3
votes

I'm trying to listen to a live audio stream on a webpage with a latency of less than 3 seconds. So far with ogg vorbis streams generated using ices & icecast, I've been unable to get latencies less than 7 seconds. All players I've used so far (html5 audio tag in Firefox, Opera, Safari; VLC as well) seem to introduce similar delays. It's unclear at this point how much latency is introduced in ices/icecast vs. the client-side player. I've tweaked ices and icecast settings, to no avail.

Has anyone achieved better latencies than this in a similar ices/icecast setup? I wouldn't expect an ogg vorbis decoder (be it html 5 in a browser, VLC, or whatever) to delay an audio stream for multiple seconds. Am I incorrect? I can't find any info on controlling buffer sizes or the decoding in browsers.

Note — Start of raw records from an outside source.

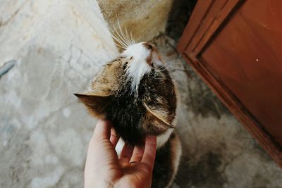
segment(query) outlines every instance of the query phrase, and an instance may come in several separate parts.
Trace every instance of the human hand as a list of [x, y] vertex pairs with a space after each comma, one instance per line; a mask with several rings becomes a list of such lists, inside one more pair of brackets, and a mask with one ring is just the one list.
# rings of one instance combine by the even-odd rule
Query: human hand
[[97, 123], [88, 146], [85, 188], [151, 187], [156, 137], [147, 137], [144, 146], [125, 144], [119, 158], [115, 150], [118, 139], [111, 123]]

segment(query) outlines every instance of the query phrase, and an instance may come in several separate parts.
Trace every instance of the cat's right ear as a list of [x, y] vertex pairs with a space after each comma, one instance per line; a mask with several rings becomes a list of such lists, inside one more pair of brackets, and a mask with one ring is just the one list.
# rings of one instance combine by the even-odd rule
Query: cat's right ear
[[111, 103], [113, 96], [97, 96], [90, 94], [73, 94], [82, 102], [95, 118], [104, 119], [105, 110]]

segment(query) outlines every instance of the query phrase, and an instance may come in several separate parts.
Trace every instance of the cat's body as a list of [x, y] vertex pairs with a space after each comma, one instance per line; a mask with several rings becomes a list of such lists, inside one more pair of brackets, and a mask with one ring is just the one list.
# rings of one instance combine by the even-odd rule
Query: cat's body
[[[84, 94], [76, 94], [96, 118], [107, 119], [123, 142], [142, 144], [156, 135], [152, 187], [168, 187], [177, 172], [181, 145], [174, 132], [179, 105], [174, 83], [157, 49], [149, 43], [129, 46], [106, 63]], [[178, 99], [179, 100], [179, 99]]]

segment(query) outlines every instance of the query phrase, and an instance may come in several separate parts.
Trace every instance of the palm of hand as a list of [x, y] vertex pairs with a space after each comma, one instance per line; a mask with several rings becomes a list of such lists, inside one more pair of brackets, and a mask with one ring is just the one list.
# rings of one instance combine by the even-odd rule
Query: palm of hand
[[85, 187], [150, 187], [156, 137], [146, 138], [145, 146], [125, 144], [118, 158], [114, 148], [119, 138], [110, 125], [97, 125], [88, 149]]

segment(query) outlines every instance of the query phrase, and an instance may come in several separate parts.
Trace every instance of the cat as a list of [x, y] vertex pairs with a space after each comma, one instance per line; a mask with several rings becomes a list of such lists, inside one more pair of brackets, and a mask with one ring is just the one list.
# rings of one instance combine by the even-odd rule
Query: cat
[[135, 43], [128, 35], [123, 40], [114, 37], [124, 51], [106, 63], [87, 92], [75, 94], [95, 118], [111, 121], [122, 141], [140, 145], [146, 135], [156, 135], [152, 187], [168, 187], [182, 152], [174, 131], [179, 109], [175, 84], [155, 46]]

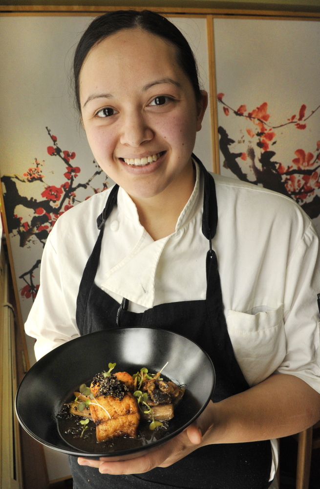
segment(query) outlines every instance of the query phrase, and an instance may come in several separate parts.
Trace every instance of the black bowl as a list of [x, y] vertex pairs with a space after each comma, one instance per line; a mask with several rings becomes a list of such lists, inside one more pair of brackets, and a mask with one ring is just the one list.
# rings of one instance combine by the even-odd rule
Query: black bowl
[[[108, 363], [115, 362], [115, 372], [131, 375], [143, 367], [158, 371], [168, 362], [162, 373], [186, 387], [170, 422], [174, 422], [173, 430], [139, 446], [130, 445], [130, 439], [128, 446], [113, 451], [102, 447], [101, 453], [93, 453], [71, 446], [59, 434], [57, 414], [64, 402], [70, 401], [76, 387], [107, 370]], [[159, 446], [193, 422], [210, 400], [214, 380], [210, 357], [188, 338], [157, 328], [117, 328], [76, 338], [43, 357], [21, 383], [16, 411], [26, 431], [43, 445], [74, 456], [126, 460]]]

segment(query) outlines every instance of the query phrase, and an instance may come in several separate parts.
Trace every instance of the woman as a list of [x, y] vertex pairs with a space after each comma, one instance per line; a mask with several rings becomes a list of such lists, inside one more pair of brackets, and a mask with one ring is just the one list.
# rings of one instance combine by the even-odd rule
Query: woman
[[37, 356], [79, 334], [155, 326], [200, 344], [217, 377], [196, 422], [157, 450], [121, 462], [70, 457], [74, 487], [276, 487], [274, 439], [320, 418], [310, 220], [280, 194], [213, 179], [192, 155], [207, 94], [164, 18], [98, 18], [74, 66], [89, 143], [117, 185], [49, 237], [26, 325]]

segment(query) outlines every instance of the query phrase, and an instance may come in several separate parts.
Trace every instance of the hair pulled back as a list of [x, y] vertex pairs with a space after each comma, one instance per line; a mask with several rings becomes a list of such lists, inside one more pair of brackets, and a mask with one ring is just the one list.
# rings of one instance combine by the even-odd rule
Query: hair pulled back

With a different architecture (html 5, firefox, WSGI server serving wav format audio), I was able to achieve latencies around 1-2 seconds. By default, the firefox began playing the wav file 5+ seconds behind, but I could advance playback by setting audio.currentTime ahead, and only be 1-2 seconds back (somewhat fragile). However, I'd much prefer to use icecast, and streaming wavs obviously doesn't scale.

Thanks in advance for any ideas.

2
Have you considered using a server dedicated to static delivery such as nginx?meder omuraliev
At this point I don't think server performance is the limiting factor, if that's what you are getting at. Just did another experiment, WSGI serving ogg vorbis encoding using oggenc (raw input), still had similarly bad latency. I think this shows that ices & icecast are not the culprit. It looks to be either ogg vorbis encoding or decoding and playback that are adding latency.cursemyziti

2 Answers

1
votes

The Icecast and Shoutcast servers themselves have internal buffers. I know the shoutcast one can be configured (look in the advanced directives in the docs).

0
votes

There are some archived discussions threads about Ogg / Vorbis related delay:

The answer seems to be that you have to tweek the Ogg container format, and then the remaining delay of Vorbis should not be too high.

However, I also often read that the new Opus codec is better suited for low delay/latency. See e.g. here or here.